As diretrizes desse plano diretor estão presentes em seu artigo 40, e no caput é ressaltado a importância desse como um instrumento para o desenvolvimento e expansão urbana, desde que aprovado por lei municipal (BRASIL, 2001). Em seu § 1o, o artigo 40 do Estatuto da Cidade dispõe que o plano diretor está inserido no planejamento municipal e que o plano plurianual, as diretrizes orçamentárias e o orçamento anual devem incorporar as diretrizes e as prioridades nele presentes; para tanto, o plano diretor deve ser implementado em todo o Município (art. 40, § 2o do Ecid) e a lei que o institui deve ser revista, pelo menos, a cada dez anos (art. 40, § 3o do Ecid), a fim de acompanhar a evolução da sociedade e do Direito (BRASIL, 2001).

Esse plano, conforme prevê o artigo 41 do ECid, é obrigatório para cidades com mais de vinte mil habitantes (artigo 41, inciso I do ECid); para as regiões metropolitanas e aglomerações urbanas (artigo 41, inciso II do ECid); nos locais em que o Poder Público municipal pretenda utilizar os instrumentos previstos no § 4o do art. 182 da Constituição Federal (artigo 41, inciso III do ECid); em regiões turísticas (artigo 41, inciso IV do ECid) ou que possuam empreendimento ou atividades que promover impacto ambiental à nível regional ou nacional (artigo 41, inciso V do ECid); áreas incluídas no cadastro nacional de Municípios suscetíveis à deslizamentos de grande impacto, inundações bruscas ou processos geológicos ou hidrológicos semelhantes a esses (artigo 41, inciso VI do ECid) (BRASIL, 2001).

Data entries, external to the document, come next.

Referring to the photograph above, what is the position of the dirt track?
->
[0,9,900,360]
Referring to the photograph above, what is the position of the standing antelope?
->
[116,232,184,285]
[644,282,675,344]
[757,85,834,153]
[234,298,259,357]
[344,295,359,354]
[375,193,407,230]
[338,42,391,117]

Com relação à Constituição Federal, essa traz em seu artigo 182, § 3º a questão das desapropriações de imóveis urbanos, os quais geram prévia e justa indenização em dinheiro ao proprietário (BRASIL, 1988). E, conforme o seu § 4º (artigo 182, § 4º da CF/88) é atribuído ao Poder Público municipal, exigir do proprietário do solo urbano não edificado, subutilizado ou não utilizado, promover o aproveitamento desse, nos termos de lei específica para área incluída no plano diretor, caso não o faça, será necessário cumprir penas sucessivas (BRASIL, 1988). Inicialmente, solicita-se o parcelamento ou edificação compulsórios (artigo 182, § 4º, inciso I da CF/88), caso não o efetue, será incidido sobre o território o imposto sobre a propriedade predial e territorial urbana progressivo no tempo (artigo 182, § 4º, inciso II da CF/88) e como última medida será instituído a desapropriação mediante pagamento de títulos da dívida pública, cuja emissão deve ser anteriormente aprovada pelo Senado Federal, com prazo de dez anos para que seja promovido o resgate, por meio de parcelas anuais, iguais e sucessivas, assegurando o valor real da indenização e os juros legais (artigo 182, § 4º, inciso III da CF/88) (BRASIL, 1988).

O art. 183 da CF/88, por sua vez, institui a usucapião especial urbana a quem possuir como sua área urbana de até duzentos e cinquenta metros quadrados, durante o período de cinco anos, de forma ininterrupta e sem oposição, desde que a utilize para sua moradia ou de sua família e não seja proprietário de outro imóvel urbano ou rural, assim, obterá o domínio sobre esse (BRASIL, 1988). Esse é reproduzido no art. 9º do Estatuto da Cidade e prevê, em adicional ao texto constitucional, a possibilidade de ocorrer em edificação urbana, enquanto o artigo 183 da CF/88 dispôs apenas à área urbana (BRASIL, 2001).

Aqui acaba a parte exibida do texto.